William T. Powers facts for kids
William T. Powers (August 29, 1926 – May 24, 2013) was a medical physicist and an independent scholar of experimental and theoretical psychology who developed the perceptual control theory (PCT) model of behavior as the control of perception. He was the son of the well-known cement scientist and economist Treval Clifford Powers.
PCT demonstrates and explains how rather than controlling their behavioral outputs, living things vary their behavior as the means of affecting their sensory inputs (perceptions). Living control systems differ from those specified by Engineering control theory (a thermostat is a simple example), for which the reference value (setpoint) for control is specified outside the system by what is called the controller, whereas in living systems the reference variable for each feedback control loop in a control hierarchy is generated within the system, usually as a function of error output from a higher-level system or systems.
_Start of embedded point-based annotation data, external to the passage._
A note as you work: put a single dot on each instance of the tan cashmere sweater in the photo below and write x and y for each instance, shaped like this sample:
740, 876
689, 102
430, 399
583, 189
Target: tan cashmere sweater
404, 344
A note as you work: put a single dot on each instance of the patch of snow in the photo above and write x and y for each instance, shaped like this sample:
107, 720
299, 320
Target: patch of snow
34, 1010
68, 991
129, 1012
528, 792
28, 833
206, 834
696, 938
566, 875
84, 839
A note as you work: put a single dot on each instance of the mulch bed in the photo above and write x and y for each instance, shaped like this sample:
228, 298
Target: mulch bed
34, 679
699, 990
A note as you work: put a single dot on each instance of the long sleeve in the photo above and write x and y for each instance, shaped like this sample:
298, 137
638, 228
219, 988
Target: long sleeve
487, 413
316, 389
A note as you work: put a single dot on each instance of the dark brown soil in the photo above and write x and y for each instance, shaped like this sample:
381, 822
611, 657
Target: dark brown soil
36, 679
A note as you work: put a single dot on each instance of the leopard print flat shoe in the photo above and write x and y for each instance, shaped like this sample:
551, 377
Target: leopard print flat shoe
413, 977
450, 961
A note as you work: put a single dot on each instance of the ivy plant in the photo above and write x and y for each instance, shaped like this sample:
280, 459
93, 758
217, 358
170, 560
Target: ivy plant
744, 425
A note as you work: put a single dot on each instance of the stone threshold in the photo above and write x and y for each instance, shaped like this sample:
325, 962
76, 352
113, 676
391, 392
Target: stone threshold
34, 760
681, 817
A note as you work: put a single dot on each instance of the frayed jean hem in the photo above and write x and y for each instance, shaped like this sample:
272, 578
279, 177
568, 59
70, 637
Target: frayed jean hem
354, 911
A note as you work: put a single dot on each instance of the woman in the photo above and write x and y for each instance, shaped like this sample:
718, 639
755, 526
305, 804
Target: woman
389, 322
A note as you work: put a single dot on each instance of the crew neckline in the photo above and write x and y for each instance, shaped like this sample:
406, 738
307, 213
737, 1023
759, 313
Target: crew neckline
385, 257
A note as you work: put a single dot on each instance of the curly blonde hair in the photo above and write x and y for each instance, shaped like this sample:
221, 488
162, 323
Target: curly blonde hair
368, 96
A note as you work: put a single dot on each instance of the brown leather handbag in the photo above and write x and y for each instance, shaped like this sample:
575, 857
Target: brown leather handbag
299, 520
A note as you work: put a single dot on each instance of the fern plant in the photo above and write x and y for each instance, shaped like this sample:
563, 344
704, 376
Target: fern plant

Powers and his students and colleagues in diverse fields have developed many demonstrations of negative feedback control, and computer models or simulations that replicate observed and measured behavior of living systems (human and animal, individuals and groups of individuals) with a very high degree of fidelity (0.95 or better), and corresponding control structures have been demonstrated neurophysiologically.
Powers also designed the board game Trippples, produced by Aladdin Industries and granted US Patent 3,820,791 in 1974 Through the network of science fiction writers, he was also an early advocate of Dianetics.